Ini Dia Isi UU Ciptaker Yang Mengatur Soal Sharing Infrastruktur Telekomunikasi

Jakarta, – Dalam Undang-Undang Cipta Kerja (UU Ciptaker) versi terbaru 812 Halaman, pada bab 15 di halaman 325 mengatur Pos, Telekomunikasi, dan Penyiaran, mengubah tiga ketentuan aturan pada  undang-undang, salah satunya ialah  UU No. 36 Tahun 1999 tentang Telekomunikasi.

Dalam beberapa ketentuan yang diubah dari UU Telekomunikasi itu disepakati penguatan pemanfaatan infrastruktur pasif. Hal ini tertuang dalam pasal 34B, ayat 1, yang menyebutkan ‘Pelaku Usaha yang memiliki infrastruktur pasif yang dapat digunakan untuk keperluan telekomunikasi wajib membuka akses pemanfaatan infrastruktur pasif dimaksud kepada penyelenggara telekomunikasi

Ayat 2, ‘Pelaku Usaha yang memiliki infrastruktur selainsebagaimana dimaksud pada ayat (1) di bidang telekomunikasi dan/atau penyiaran dapat membuka akses pemanfaatan infrastruktur dimaksud kepada penyelenggara telekomunikasi dan/atau penyelenggarapenyiaran

Ayat 3 ‘Pemanfaatan infrastruktur pasif sebagaimana dimaksudpada ayat (1) dilakukan berdasarkan kerja sama para pihak secara adil, wajar, dan non-diskriminatif

Ayat 4 ‘Pemanfaatan infrastruktur sebagaimana dimaksud padaayat (2) dilakukan berdasarkan kerja sama para pihak,’ lalu Ayat 5 menegaskan ‘Ketentuan lebih lanjut mengenai pemanfaatan infrastruktur sebagaimana dimaksud pada ayat (1), ayat (2), ayat (3), dan ayat (4) diatur dalam Peraturan Pemerintah

Baca juga: Meskipun Diprotes Sana-Sini, UU Ciptaker Ternyata Menembus Kebuntuan Regulasi Bidang TIK

Yang sebelumnya pada UU Telekomunikasi, pada Pasal 9 yang membahas ketentuan network sharing, menjelaskan hanya diperkenankan antara penyelenggara jaringan dan penyelenggara jasa yang dapat bekerja sama. Bukan antara sesama penyelenggara jaringan. Hal ini menjadi tantangan dalam menerapkan network sharing dari aspek regulasi sebelumnya.

Marwan O. Baasir, Sekjen Asosiasi Penyelenggara Telekomunikasi Seluruh Indonesia (ATSI) sebelumnya menyebut UU Cipataker di bidang TIK ini sangat bagus, karena dapat mendukung kolaborasi di jaringan, frekuensi, kolabroasi di belanja modal atau capital expenditure (capex) sehingga akan menjadi lebih efisien.
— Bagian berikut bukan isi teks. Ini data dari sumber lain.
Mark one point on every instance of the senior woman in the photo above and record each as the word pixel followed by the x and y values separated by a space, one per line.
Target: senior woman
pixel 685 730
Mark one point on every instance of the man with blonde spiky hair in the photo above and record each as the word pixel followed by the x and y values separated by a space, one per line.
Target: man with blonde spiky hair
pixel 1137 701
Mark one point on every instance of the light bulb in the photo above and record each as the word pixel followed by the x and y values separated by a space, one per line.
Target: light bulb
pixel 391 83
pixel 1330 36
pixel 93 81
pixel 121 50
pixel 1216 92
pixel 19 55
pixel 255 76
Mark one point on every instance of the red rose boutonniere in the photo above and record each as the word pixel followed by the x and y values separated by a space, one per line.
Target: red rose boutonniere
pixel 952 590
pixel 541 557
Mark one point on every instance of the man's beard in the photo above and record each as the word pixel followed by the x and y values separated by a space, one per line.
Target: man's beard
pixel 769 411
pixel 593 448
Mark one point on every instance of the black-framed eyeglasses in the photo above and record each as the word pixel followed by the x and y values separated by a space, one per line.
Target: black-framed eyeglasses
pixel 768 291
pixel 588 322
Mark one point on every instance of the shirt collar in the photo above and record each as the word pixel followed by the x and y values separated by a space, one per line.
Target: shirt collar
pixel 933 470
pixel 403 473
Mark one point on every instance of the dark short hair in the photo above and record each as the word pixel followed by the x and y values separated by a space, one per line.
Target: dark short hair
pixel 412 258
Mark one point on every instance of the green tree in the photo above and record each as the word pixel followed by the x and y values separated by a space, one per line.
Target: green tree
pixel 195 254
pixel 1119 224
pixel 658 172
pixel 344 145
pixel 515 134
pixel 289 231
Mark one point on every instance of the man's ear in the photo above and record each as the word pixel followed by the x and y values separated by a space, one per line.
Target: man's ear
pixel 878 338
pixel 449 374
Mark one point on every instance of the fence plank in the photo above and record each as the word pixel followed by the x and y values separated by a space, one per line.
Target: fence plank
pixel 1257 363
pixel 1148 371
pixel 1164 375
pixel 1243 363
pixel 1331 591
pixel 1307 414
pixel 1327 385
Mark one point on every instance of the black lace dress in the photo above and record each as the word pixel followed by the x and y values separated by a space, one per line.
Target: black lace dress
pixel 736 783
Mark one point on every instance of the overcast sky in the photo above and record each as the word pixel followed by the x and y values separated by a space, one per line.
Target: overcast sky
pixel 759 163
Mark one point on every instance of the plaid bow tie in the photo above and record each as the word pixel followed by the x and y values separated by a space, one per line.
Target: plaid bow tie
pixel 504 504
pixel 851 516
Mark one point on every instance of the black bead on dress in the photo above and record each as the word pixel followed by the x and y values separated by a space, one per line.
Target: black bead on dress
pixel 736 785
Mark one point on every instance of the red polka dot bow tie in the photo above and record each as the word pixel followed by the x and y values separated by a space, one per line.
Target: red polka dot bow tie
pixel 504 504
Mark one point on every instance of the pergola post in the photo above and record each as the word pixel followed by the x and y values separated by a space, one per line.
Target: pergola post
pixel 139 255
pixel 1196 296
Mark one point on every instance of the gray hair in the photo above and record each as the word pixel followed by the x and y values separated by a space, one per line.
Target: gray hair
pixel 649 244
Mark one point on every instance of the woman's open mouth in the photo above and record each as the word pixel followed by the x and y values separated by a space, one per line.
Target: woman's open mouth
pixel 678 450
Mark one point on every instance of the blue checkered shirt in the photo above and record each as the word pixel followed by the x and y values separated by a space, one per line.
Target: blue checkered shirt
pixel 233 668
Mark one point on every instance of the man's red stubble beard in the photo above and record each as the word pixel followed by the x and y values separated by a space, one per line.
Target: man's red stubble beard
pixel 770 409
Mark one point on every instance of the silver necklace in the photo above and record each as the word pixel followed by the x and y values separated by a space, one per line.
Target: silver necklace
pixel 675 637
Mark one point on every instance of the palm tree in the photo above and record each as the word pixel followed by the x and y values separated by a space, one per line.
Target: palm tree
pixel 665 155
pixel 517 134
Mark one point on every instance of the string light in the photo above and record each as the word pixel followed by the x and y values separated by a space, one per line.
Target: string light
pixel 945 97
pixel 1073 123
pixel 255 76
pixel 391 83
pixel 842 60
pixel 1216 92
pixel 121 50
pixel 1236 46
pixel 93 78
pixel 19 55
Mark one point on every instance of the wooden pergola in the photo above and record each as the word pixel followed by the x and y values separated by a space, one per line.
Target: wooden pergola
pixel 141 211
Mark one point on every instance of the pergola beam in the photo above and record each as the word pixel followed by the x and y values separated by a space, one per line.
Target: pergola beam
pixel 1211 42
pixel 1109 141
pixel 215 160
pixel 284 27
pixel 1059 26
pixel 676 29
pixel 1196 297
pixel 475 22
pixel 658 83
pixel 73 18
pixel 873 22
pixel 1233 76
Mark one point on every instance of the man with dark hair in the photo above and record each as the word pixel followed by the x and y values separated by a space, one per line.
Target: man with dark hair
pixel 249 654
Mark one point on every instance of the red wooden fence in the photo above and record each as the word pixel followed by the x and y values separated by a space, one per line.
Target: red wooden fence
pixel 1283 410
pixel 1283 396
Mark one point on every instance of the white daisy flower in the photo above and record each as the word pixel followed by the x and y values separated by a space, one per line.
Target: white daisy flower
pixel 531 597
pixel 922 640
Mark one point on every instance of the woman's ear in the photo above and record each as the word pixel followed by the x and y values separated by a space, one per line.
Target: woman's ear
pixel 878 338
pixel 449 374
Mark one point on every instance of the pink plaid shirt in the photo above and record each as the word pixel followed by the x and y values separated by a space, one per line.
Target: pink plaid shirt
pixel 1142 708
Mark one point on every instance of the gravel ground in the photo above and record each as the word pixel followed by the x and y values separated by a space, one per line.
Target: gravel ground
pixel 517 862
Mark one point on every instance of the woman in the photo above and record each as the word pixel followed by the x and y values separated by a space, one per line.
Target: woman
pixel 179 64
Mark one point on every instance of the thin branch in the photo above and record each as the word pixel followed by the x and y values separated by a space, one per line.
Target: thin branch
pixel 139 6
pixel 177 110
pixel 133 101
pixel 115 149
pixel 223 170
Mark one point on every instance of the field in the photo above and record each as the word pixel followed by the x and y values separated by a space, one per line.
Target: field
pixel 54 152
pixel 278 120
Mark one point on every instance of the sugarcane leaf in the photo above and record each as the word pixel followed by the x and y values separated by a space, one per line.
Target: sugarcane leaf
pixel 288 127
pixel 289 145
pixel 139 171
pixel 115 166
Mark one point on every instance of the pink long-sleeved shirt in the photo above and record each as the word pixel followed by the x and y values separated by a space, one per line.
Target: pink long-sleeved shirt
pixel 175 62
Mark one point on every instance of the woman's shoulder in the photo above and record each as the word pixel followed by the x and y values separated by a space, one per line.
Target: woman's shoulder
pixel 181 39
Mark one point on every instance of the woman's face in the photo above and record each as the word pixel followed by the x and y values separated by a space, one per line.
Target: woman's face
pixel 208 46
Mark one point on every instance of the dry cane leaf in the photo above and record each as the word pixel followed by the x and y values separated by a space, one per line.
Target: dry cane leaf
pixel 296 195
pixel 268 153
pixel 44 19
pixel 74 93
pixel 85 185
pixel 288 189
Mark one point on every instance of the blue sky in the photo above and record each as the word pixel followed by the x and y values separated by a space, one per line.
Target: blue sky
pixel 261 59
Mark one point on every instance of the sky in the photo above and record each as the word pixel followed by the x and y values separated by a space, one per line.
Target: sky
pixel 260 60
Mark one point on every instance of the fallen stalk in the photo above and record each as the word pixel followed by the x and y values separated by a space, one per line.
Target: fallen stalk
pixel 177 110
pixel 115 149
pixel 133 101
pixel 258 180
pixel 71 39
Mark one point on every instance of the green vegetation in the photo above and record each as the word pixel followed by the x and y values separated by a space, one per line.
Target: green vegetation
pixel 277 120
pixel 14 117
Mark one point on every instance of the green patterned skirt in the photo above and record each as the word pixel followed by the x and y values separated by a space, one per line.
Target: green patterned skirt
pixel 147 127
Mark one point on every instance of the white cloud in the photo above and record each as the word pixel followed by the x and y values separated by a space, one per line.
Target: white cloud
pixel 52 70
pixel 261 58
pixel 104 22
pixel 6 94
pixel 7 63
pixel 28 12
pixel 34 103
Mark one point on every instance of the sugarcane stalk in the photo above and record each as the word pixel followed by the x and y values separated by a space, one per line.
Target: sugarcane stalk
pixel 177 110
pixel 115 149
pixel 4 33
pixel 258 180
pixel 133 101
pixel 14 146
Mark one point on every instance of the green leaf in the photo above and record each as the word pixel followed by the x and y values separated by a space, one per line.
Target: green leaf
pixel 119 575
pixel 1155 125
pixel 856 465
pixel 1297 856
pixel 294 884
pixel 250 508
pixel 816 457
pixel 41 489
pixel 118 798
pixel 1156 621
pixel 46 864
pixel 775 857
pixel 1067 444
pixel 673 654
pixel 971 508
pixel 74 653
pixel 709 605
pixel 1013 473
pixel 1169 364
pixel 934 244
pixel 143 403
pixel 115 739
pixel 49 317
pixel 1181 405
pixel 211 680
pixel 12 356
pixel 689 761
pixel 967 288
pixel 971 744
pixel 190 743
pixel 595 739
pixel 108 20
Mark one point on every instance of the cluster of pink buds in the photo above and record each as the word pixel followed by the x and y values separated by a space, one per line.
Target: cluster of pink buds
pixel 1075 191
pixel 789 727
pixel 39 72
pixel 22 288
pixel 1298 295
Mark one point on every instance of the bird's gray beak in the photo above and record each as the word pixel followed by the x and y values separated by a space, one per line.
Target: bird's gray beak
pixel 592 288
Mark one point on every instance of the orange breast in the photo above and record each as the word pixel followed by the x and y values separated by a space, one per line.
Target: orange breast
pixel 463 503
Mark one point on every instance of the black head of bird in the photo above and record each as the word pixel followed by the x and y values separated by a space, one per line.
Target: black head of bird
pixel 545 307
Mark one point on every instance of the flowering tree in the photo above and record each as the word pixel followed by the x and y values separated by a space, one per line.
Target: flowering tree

“Efesiensinya ini kembali ke industri, masyarakat pengguna lagi. Jadi yang diuntungkan itu semua pihak, dan pemerintah mengkedepankan kepentingan masyarakat. Kemudian juga UU ini penting untuk percepatan penggelaran sekaligus teknologi baru yang lebih baik lagi,” terangnya pada , beberapa waktu lalu.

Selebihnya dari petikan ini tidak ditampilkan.